I've been working on a couple of crates to copy over the magic of AssertJ's field-by-field assertions to Rust. Partially as a way of learning Macros 1.1/custom derive, and partially because it's one of my favorite testing tools and nobody should have to live without it.

This post is about what I've been doing to debug my custom derive implementation, which can require a couple of extra steps to get to the same kind of good error messages that I'm used to from regular Rust code.

Debugging

There are a couple tips in the syn crate's README, which were the first thing that I read when I started working on field-by-field. Most of this post is just me exploring the implications and going into a bit/lots more detail.

test files

I'm writing a testing tool, so of course the first thing that I want to do is test that my code does what I want it to do. Plugins (custom-derive included) cannot be tested using the standard in-module #[test] annotation that most Rust code uses, but you can still use integration tests via the tests/ directory that Cargo knows about.

These modules are linked against the macro crate that you are writing, so everything works basically the same except that you end up using a #[macro_use] my_crate to make it work.

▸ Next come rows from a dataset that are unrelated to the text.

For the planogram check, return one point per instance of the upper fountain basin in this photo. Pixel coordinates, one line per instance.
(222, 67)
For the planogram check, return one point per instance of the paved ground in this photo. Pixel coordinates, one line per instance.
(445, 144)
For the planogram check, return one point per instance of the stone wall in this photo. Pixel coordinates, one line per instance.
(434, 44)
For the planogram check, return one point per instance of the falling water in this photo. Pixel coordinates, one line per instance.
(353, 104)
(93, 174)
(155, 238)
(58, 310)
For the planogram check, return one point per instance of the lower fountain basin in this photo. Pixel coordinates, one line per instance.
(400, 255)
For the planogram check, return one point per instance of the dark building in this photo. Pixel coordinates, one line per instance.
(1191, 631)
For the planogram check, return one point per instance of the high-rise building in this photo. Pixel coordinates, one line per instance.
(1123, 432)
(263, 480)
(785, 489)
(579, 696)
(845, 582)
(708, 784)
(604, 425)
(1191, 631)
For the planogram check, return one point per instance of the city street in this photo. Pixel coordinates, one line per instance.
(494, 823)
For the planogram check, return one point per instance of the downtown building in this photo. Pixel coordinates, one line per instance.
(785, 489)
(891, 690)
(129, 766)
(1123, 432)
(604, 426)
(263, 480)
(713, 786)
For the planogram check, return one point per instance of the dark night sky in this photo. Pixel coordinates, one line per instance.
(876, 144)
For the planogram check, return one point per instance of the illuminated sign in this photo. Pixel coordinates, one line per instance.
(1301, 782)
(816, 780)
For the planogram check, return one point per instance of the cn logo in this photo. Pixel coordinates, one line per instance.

At that point the standard #[test] attribute does what you expect, and you can use the common cargo test and cargo test --test <integration-test-file> <optional-test-filter to do what you would expect:

$ cargo test
    Finished debug [unoptimized + debuginfo] target(s) in 0.0 secs
     Running .../derive_enum_mixed-d370953e520402cf
...
test result: ok. 10 passed; 0 failed; 0 ignored; 0 measured

     Running .../derive_enum_struct-8851e9b38fffd49d
...
test result: ok. 6 passed; 0 failed; 0 ignored; 0 measured

     Running .../derive_enum_tuple-4b98f23c906ffa8d
...
test result: ok. 6 passed; 0 failed; 0 ignored; 0 measured

     Running .../derive_enum_unit-f5f0a72af200d8c4
...
test result: ok. 5 passed; 0 failed; 0 ignored; 0 measured

     Running .../derive_struct-116d0c78a0c6e62f
...
test result: ok. 4 passed; 0 failed; 0 ignored; 0 measured

Or to be more specific:

$ cargo test --test derive-struct assert_catches
    Finished debug [unoptimized + debuginfo] target(s) in 0.0 secs
     Running .../derive_struct-116d0c78a0c6e62f

running 1 test
test assert_catches_differences ... ok

test result: ok. 1 passed; 0 failed; 0 ignored; 0 measured

Wheeee.

Now we've got two kinds of problems

Syntactically invalid code

There are two -- maybe two and half -- phases to compiling these integration tests:

We have to compile the custom-derive library
We have to use the compiled lib to actually generate some code
That compiled code might generate code that is syntactically unsound
Or it could generate code that is syntactically fine, but violates some of rusts guarantees.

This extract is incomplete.